Страх смерти, говорил Тынянов, в России придумали позже — Тургенев, Толстой (у которого никогда не было недостатка в личной храбрости); страх обуял целые поколения, все возрасты — вплоть до Леонида Андреева. Потом опять пошел на убыль.
Историчным, социально продиктованным является и самое интимное сознание человека. Мне пришлось наблюдать, как среди моих сверстников с отроческого возраста быстро и уверенно складывался тип интеллигента с надрывом (душевные глубины, крайняя автопсихологическая заинтересованность, перебои психического аппарата, которые сразу эстетизируются) — и как этот унаследованный склад оказался решительно не к истории.
Благо тем, кого исторический вкус, жизненное чутье, молодость уберегли от дальнейшей идеологизации надрывов. На потенциального, полуготового человека произошло наложение другого человека с другими социальными качествами.
Время сообщило поколению уважение к душевному и физическому здоровью, к действию, приносящему результаты; интерес к общему; восприятие жизни в ее социальных разрезах. Время сообщило ему профессионализм, небрезгливое отношение к поденному, черновому труду; легкую брезгливость по отношению к душевным безднам, самопоглощенности и эстетизму.
Даже в тех случаях, когда русским политическим деятелям и мыслителям бывала свойственна умеренность требований и целей, — они не знали умеренности средств и тона. Многие из декабристов желали не очень крутых политических изменений, но «умысел цареубийства» их не ужасал (даже Артамон Муравьев вызывался совершить этот акт). То же и Герцен. Герцен в 50-х годах ожидал добра от правительства, готов был жить в худом мире и твердил в «Колоколе» о том, что царь одною мыслью об освобождении крестьян с землей поставил себя в ряду величайших деятелей человечества. Но каким тоном все это говорилось; как Герцен стоит лицом к лицу с Александром II: поощряет его, понукает, одобряет или стращает неудовольствием «образованного меньшинства».

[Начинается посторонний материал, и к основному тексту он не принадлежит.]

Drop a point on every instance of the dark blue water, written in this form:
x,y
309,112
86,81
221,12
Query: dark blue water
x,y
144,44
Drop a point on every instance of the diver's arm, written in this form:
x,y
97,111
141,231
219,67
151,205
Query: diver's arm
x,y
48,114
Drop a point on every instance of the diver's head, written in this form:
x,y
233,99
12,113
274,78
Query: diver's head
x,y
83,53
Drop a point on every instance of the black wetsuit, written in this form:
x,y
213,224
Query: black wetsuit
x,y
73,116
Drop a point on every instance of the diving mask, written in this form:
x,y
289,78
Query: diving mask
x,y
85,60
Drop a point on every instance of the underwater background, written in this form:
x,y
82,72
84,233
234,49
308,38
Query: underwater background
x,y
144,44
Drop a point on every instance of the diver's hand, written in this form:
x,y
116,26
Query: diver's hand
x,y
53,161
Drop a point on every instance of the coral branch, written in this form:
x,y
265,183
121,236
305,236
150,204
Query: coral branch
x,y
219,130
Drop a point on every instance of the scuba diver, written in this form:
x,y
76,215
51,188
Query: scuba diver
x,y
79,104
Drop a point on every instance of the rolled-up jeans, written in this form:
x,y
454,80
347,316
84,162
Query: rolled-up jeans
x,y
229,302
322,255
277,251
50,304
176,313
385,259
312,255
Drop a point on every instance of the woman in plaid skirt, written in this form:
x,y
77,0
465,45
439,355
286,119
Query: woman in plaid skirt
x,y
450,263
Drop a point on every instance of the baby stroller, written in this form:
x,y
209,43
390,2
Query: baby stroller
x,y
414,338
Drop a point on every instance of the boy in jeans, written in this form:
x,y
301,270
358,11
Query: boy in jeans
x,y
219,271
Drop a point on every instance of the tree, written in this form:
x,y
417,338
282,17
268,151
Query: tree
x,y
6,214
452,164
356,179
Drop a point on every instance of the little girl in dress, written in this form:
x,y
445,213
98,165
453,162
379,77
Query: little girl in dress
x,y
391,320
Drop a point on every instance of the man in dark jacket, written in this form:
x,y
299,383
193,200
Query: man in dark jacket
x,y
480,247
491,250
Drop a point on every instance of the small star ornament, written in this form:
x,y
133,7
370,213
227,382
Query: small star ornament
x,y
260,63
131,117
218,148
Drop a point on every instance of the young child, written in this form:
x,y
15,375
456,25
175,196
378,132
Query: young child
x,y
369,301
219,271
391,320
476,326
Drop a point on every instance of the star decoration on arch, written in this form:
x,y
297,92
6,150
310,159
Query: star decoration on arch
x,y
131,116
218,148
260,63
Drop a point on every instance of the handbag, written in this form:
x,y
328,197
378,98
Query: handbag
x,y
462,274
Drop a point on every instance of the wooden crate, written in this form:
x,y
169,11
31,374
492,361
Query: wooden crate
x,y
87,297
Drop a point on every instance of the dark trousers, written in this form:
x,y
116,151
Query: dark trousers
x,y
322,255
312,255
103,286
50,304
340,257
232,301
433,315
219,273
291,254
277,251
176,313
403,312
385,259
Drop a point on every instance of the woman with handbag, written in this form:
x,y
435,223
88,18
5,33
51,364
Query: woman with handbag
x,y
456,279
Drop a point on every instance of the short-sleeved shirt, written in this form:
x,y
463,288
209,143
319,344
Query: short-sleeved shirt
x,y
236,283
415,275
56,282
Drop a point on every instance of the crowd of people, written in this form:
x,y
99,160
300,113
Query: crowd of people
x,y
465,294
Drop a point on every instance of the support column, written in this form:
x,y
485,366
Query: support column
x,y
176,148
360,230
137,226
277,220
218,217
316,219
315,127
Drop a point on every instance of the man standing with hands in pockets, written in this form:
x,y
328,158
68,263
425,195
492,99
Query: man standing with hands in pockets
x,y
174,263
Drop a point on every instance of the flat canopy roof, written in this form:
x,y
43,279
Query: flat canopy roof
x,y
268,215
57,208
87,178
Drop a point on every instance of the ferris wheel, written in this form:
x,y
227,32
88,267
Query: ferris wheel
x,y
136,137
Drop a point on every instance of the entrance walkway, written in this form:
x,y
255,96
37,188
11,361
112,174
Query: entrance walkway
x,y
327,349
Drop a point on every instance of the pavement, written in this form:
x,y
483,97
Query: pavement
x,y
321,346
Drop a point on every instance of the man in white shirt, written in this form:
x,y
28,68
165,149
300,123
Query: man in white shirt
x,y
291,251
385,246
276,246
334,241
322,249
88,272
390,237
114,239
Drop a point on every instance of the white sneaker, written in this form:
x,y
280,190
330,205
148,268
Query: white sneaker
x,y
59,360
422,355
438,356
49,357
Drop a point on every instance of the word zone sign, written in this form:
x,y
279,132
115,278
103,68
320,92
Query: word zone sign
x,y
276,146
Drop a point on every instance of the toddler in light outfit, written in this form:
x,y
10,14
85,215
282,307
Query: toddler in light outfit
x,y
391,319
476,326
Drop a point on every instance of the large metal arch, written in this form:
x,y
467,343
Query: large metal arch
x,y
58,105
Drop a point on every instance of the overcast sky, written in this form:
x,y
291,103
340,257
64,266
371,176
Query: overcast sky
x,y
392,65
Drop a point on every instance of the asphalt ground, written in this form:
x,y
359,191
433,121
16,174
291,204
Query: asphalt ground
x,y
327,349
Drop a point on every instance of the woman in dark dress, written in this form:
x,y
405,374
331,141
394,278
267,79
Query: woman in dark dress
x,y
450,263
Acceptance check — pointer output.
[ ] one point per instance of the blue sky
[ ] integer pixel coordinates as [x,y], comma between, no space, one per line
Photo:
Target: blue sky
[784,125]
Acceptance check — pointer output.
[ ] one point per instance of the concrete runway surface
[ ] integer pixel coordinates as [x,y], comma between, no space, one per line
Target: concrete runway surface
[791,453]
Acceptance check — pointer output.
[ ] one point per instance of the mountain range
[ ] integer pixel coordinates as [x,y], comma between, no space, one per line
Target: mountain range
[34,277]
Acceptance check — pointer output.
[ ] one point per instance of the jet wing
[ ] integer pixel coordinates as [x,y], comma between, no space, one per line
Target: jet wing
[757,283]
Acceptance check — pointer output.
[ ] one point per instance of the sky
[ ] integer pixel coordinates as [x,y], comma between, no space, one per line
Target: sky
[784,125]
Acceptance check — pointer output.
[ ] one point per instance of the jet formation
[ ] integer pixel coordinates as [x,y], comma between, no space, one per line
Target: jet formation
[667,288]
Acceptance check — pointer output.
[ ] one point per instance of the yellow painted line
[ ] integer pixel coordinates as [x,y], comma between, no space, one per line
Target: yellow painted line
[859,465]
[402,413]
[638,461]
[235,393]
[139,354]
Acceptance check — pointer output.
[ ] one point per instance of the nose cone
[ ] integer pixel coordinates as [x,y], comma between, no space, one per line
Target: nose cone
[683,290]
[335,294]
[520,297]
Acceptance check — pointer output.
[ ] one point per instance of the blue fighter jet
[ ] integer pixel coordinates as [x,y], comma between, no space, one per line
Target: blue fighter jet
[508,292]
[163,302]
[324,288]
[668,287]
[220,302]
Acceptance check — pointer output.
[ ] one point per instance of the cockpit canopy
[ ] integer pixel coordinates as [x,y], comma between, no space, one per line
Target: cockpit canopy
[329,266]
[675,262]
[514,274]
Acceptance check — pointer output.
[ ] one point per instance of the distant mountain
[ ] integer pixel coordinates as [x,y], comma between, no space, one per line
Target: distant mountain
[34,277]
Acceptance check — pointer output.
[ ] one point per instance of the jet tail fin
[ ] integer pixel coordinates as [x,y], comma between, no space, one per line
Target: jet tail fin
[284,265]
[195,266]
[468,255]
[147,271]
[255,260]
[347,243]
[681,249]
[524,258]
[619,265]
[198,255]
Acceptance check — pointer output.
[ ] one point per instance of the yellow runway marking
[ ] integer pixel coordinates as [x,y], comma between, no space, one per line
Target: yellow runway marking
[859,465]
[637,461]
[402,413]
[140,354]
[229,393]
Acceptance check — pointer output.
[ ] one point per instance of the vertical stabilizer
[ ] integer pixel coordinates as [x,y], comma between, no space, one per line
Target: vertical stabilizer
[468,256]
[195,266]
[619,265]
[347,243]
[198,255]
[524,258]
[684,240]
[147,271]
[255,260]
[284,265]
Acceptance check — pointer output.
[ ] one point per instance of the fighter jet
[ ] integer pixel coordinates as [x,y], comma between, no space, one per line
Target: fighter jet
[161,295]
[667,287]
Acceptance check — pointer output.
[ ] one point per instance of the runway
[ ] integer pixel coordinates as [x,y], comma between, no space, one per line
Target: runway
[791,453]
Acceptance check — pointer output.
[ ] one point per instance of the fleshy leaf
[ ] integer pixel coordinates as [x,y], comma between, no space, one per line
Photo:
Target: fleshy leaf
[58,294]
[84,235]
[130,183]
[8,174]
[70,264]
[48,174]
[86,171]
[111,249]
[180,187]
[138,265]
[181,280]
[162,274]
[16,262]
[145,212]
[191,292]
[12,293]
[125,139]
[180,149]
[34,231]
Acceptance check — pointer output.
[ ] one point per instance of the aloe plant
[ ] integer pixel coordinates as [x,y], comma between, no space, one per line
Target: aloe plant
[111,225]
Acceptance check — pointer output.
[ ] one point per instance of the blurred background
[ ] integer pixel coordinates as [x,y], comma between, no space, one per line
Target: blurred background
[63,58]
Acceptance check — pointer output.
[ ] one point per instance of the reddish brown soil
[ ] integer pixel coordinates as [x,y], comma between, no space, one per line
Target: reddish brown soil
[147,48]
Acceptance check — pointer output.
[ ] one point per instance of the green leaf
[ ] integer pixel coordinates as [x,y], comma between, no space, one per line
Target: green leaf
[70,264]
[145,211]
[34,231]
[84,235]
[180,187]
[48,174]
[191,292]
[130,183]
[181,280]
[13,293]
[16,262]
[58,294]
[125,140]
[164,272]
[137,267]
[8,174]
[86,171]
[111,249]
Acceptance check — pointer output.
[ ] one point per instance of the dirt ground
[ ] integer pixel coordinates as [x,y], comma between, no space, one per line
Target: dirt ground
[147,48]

Между прочим, Покровский утверждает, что народовольцы были довольно умеренны в своих политических вожделениях; они считали нужным ориентироваться на поддержку передовой буржуазии и не хотели отпугивать ее внесением откровенно социалистических требований в свою программу. Очевидно, они считали, что видом взлетающих на воздух сановников русскую буржуазию не отпугнешь.